The Move Towards True Hybrid Processes in Additive Manufacturing
24 February 2017
We’ve seen some incredibly exciting developments in additive manufacturing technology in recent years. At RP Platform, we’ve been especially excited by the newest developments in hybrid processes — prototyping and production approaches that combine AM with ‘traditional’ manufacturing techniques. For example, certain parts of a product could be created using AM techniques, while others could be developed using CNC machining. This ‘best of both worlds’ approach has been around for some time, but it is only recently that we have begun to see it reflected in additive manufacturing technology.
In recent years, we seen the launch of a number of machines that combine additive and subtractive manufacturing tools in a single, versatile platform. For example, early 2015 saw the launch of Hermle’s MPA 40, which combined both AM and CNC manufacturing capabilities in a single five-axis machining centre, allowing for mixed-metal products that would not be possible with AM alone.
At the same time, Hybrid Manufacturing Technologies have conducted intensive research into these processes, leading to the development of their AMBIT™ docking system — a modular design that allows tools for both AM and CNC to be controlled through a single platform. The company’s founder suggested that CNC manufacturers could use this technology as an opportunity to add AM techniques as an additional ‘layer’ on top of their established processes, encouraging users to explore concepts that would not be possible with either approach in isolation.

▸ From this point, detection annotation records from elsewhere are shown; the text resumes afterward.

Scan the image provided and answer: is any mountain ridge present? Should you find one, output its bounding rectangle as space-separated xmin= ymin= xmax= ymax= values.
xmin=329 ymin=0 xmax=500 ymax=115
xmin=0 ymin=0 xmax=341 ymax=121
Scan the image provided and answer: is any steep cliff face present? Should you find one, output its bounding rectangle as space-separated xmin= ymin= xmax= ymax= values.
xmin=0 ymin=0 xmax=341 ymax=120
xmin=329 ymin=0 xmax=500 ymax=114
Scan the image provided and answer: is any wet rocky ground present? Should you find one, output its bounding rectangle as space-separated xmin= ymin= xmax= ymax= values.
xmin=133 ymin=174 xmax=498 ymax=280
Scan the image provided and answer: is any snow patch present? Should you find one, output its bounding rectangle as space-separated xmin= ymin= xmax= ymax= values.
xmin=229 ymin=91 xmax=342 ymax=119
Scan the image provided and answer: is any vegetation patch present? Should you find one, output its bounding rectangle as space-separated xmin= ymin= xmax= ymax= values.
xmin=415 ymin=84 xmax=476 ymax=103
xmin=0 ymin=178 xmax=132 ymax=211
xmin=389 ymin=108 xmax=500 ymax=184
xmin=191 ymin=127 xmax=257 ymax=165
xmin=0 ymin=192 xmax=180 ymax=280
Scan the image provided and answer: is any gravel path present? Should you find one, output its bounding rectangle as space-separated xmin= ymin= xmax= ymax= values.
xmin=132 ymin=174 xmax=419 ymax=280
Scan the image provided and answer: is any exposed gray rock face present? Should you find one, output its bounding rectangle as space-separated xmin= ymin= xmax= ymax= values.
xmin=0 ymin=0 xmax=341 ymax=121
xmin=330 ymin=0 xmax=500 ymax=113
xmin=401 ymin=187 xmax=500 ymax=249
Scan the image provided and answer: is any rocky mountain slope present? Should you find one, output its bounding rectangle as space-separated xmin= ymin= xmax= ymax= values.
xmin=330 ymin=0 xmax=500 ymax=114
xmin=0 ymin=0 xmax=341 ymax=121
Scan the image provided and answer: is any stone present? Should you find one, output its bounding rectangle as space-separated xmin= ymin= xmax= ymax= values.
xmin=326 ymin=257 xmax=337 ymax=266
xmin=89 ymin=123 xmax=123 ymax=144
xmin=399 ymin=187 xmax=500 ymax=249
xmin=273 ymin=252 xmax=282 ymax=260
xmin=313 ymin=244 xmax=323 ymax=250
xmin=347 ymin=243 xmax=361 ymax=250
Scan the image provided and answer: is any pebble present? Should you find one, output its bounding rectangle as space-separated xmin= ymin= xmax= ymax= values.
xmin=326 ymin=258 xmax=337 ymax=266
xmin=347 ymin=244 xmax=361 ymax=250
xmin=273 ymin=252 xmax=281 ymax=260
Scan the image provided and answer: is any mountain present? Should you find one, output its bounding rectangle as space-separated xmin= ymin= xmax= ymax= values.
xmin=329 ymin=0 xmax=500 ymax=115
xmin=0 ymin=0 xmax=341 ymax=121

Interest in these processes even led to a successful crowdfunding campaign to produce a desktop hybrid printer in 2015. BoXYZ combined AM, CNC and laser etching tools in a single compact unit, with the finished product earning excellent reviews from both professionals and hobbyists.

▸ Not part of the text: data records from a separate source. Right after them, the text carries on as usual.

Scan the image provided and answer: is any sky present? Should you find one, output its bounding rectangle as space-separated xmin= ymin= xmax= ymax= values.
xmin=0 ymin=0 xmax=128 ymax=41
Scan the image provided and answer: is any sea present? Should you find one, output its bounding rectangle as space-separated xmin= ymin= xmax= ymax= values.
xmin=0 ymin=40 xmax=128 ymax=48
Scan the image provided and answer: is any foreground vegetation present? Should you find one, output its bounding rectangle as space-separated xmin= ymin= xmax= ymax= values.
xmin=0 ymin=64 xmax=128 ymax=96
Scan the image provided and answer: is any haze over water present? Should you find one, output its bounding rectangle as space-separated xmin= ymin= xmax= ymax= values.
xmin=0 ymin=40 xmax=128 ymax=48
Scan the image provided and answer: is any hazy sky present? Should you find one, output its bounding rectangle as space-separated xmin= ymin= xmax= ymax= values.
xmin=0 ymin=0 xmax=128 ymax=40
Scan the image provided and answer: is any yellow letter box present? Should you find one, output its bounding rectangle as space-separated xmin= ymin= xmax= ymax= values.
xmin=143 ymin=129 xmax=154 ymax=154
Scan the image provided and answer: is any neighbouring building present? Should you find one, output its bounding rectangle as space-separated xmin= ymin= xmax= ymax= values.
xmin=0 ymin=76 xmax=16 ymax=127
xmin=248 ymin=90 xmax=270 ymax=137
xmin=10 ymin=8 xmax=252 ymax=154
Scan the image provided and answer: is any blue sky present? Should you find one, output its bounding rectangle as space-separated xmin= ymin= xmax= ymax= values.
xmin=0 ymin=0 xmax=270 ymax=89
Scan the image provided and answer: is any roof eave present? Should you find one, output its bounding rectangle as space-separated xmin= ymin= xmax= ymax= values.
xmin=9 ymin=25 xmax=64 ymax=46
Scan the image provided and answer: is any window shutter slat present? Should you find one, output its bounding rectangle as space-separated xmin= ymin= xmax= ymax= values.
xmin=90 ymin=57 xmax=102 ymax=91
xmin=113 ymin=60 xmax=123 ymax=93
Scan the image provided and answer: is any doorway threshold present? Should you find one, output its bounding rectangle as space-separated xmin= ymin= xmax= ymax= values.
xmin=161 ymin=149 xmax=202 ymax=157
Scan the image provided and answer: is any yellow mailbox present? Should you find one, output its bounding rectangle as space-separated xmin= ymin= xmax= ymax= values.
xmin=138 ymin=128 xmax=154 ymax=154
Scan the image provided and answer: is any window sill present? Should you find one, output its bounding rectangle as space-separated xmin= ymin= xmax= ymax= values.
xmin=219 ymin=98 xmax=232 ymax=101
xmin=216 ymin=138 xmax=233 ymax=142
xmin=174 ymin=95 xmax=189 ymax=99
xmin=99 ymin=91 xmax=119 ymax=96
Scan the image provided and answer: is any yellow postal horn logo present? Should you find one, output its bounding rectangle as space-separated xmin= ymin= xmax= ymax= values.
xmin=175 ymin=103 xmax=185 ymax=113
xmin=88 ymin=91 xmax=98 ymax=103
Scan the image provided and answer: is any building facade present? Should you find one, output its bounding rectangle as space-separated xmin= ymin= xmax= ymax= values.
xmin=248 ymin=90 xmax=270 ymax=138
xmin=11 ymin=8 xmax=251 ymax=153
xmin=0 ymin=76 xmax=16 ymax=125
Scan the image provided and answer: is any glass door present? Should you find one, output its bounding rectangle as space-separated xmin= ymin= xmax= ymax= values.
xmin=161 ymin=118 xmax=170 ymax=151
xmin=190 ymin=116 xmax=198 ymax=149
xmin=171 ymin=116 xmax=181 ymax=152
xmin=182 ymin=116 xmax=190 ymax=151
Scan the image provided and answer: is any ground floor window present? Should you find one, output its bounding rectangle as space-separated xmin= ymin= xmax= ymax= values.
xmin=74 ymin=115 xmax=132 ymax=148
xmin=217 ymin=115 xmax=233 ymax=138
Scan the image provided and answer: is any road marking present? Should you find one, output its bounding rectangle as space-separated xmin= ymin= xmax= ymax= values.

The potential this technology offers for both prototyping and production is obvious, but for it to be fully realised, workflow management tools must similarly evolve to complement it. It makes sense to choose the appropriate manufacturing technique on a project-by-project basis, but this will require smooth data flows and effective production scheduling to be implemented.
Workflows should be centrally managed, even when multiple techniques are to be utilised, in order to maintain effective volume packing and production scheduling. While software solutions already exist to enhance workflow management, it is important that they are able to manage multiple manufacturing techniques in this way, wherever they are to be utilised. Maintaining multiple workflows for different processes simply introduces too many opportunities for error when they need to be brought into alignment.
If this streamlined methodology is established as best practice throughout the manufacturing sector, we are confident that we will see hybrid processes growing in popularity as more and more innovative applications reveal themselves.